Mindful of the protests swirling around the city since the grand jury acquittal of a white police officer in the death of a black Staten Island man last week, Bratton said Tuesday that the shooting of Peters “looks like it was justified” and “while unfortunate, may have been unavoidable.”
The community’s elected officials praised the response by police, saying that their taking down the assailant saved the lives of many others.
“I have nothing but high praise for the officers of the New York Police Department for responding swiftly and apprehending the suspect in this horrific crime,” said state Sen. Simcha Felder.

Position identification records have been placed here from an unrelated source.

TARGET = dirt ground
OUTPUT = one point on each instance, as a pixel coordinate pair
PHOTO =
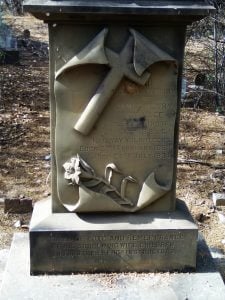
(24, 140)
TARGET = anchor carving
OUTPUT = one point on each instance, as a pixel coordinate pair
(133, 61)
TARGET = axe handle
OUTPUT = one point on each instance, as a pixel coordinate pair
(98, 102)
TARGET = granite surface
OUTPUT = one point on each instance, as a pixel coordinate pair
(205, 283)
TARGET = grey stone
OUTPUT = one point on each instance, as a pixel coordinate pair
(115, 139)
(218, 199)
(73, 243)
(205, 283)
(173, 10)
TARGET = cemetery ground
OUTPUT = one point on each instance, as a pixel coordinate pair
(25, 146)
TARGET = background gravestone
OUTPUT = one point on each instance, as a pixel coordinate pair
(115, 80)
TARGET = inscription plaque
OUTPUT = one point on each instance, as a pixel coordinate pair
(115, 81)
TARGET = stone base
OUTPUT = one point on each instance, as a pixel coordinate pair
(140, 242)
(205, 283)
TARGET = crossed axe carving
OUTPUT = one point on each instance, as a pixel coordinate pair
(132, 62)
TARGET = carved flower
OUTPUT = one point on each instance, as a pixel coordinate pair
(77, 170)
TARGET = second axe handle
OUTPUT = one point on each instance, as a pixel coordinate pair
(98, 102)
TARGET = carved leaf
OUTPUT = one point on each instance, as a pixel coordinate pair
(85, 165)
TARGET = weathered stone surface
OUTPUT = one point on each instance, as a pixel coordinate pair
(17, 205)
(205, 283)
(115, 81)
(111, 242)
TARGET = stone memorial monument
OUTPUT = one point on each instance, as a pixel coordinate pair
(115, 82)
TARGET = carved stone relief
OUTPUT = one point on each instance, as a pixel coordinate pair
(136, 56)
(78, 172)
(120, 155)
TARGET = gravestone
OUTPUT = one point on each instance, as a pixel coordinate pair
(115, 84)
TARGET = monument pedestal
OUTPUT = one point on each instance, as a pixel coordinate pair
(141, 242)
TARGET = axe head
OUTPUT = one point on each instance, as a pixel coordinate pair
(146, 53)
(92, 53)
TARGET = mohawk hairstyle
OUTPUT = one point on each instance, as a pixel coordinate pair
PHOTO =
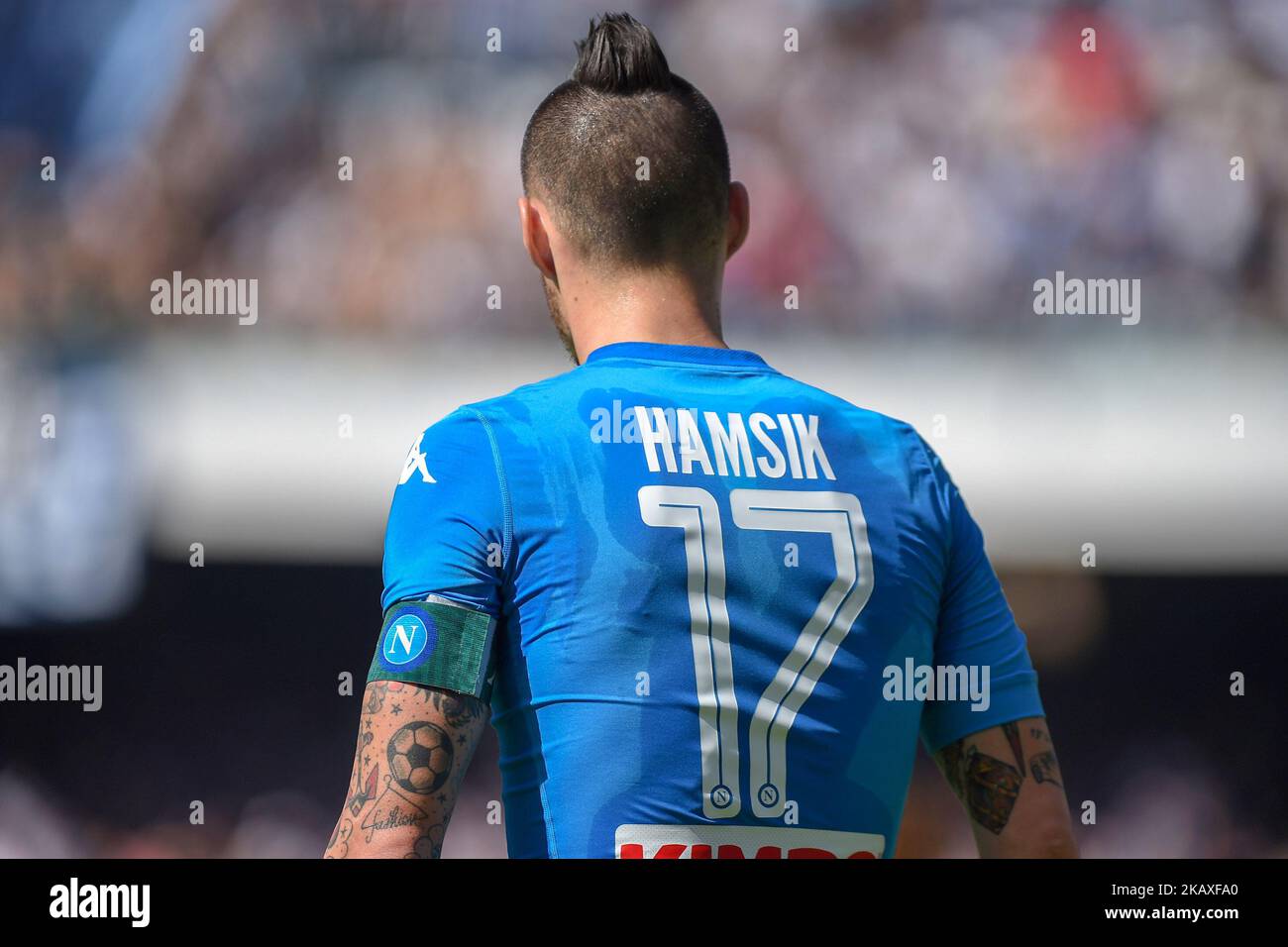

Councilman Chaim Deutsch of Midwood praised the NYPD for responding “with professionalism and tact. NYPD officers face extremely dangerous and frightening conditions daily, and their bravery and courage in protecting us is admirable.”
In his capacity as chairman of the City Council’s Jewish Caucus, Mark Levine of Washington Heights said he was “grateful” officers intervened “quickly and professionally to prevent what could have been a far more deadly incident.”
Peters had been arrested 19 times since 1982 and most recently in 2006, and had a documented history of mental illness. Attorney Jeffrey A. St. Clair, appearing at the Peters family’s front door in Valley Stream, on Long Island, described him as bipolar. St. Clair said the family had no warning of an outburst.
“Calvin Peters was a loving and devoted father,” he said. “And the family is quite frankly shocked and disappointed at what happened.”
Next-door neighbor Lorraine McCartney called Peters “a very nice man” who had attended parties in her backyard. “I would never believe that of him. Never, ” she said.